The ellipsoid method uses a geometric formula that assumes the bleed resembles an ellipsoid. It is still an approximation, but it can be a useful comparison when the hemorrhage contour is smoother or when a team wants a slightly more formal geometric estimate. Neither method is perfect. Irregularly shaped bleeds, layered blood products, mixed-density lesions, or substantial intraventricular extension can all make simple three-diameter models less accurate. Even so, these quick formulas remain clinically helpful because they provide a shared language for describing size and for connecting that size to prognosis studies and scoring systems.

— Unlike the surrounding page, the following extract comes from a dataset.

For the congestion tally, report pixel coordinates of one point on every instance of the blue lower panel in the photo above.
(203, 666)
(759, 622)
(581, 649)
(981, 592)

This calculator labels the result as mild, moderate, large, or massive using a simple volume-based scale. Those labels are descriptive rather than diagnostic. A small brainstem hemorrhage can be far more dangerous than a larger lobar hemorrhage, and location, hydrocephalus, blood pressure, anticoagulation, and neurologic examination all matter. Volume is one dimension of severity, not the whole story. Small differences in how A, B, or C are measured can also shift the result substantially, especially when diameters are rounded aggressively.
Use this tool as a rapid estimation aid and as a teaching tool for understanding how bedside formulas work. It is not a substitute for formal radiology review, specialist interpretation, or serial imaging. When treatment decisions are urgent, the trend in the patient’s examination and the anatomy of the bleed remain just as important as the numeric volume estimate.
ICH volume examples
These sample calculations compare the two formulas and show how the same diameters can produce slightly different estimates.
| Input | Output | Note |
|---|---|---|
| A 3 cm, B 2 cm, C 2 cm, ABC/2 | 6 mL → Mild | A small estimated bleed volume using the rapid bedside method. |
| A 4 cm, B 3 cm, C 4 cm, ABC/2 | 24 mL → Moderate | A middle-range estimate that still needs close clinical interpretation. |
| A 5 cm, B 4 cm, C 5 cm, Ellipsoid | 52.36 mL → Large | A larger volume estimate generated with the ellipsoid approximation. |
How to use it
- Measure the hemorrhage in three perpendicular dimensions on imaging and enter the values in centimeters.
- Choose ABC/2 for the common bedside shortcut or Ellipsoid for a geometric alternative.
- Click Calculate to estimate the volume in milliliters or cubic centimeters.
- Review the severity label and note while keeping location and exam findings in mind.
Frequently asked questions
Why is ABC/2 used so often?
It is fast, easy to remember, and usually accurate enough for acute bedside decision support when formal volumetric tools are unavailable. Validation studies have shown that ABC/2 correlates well with software-assisted volumetric measurements in most clinical hemorrhage shapes.
Is mL the same as cm³ here?
Yes. For this purpose, 1 milliliter is numerically equivalent to 1 cubic centimeter.
Which method is better?
Neither is universally better. ABC/2 is the standard quick method, while the ellipsoid formula can be a useful comparison for smoother shapes.
Can irregular hemorrhages be underestimated?
Yes. Highly irregular, multilobulated, or mixed-compartment bleeds can be poorly represented by simple diameter-based formulas.
Does a large volume always mean a worse outcome?
Not always, but larger volume is generally associated with greater severity. Location and clinical status can still outweigh size alone.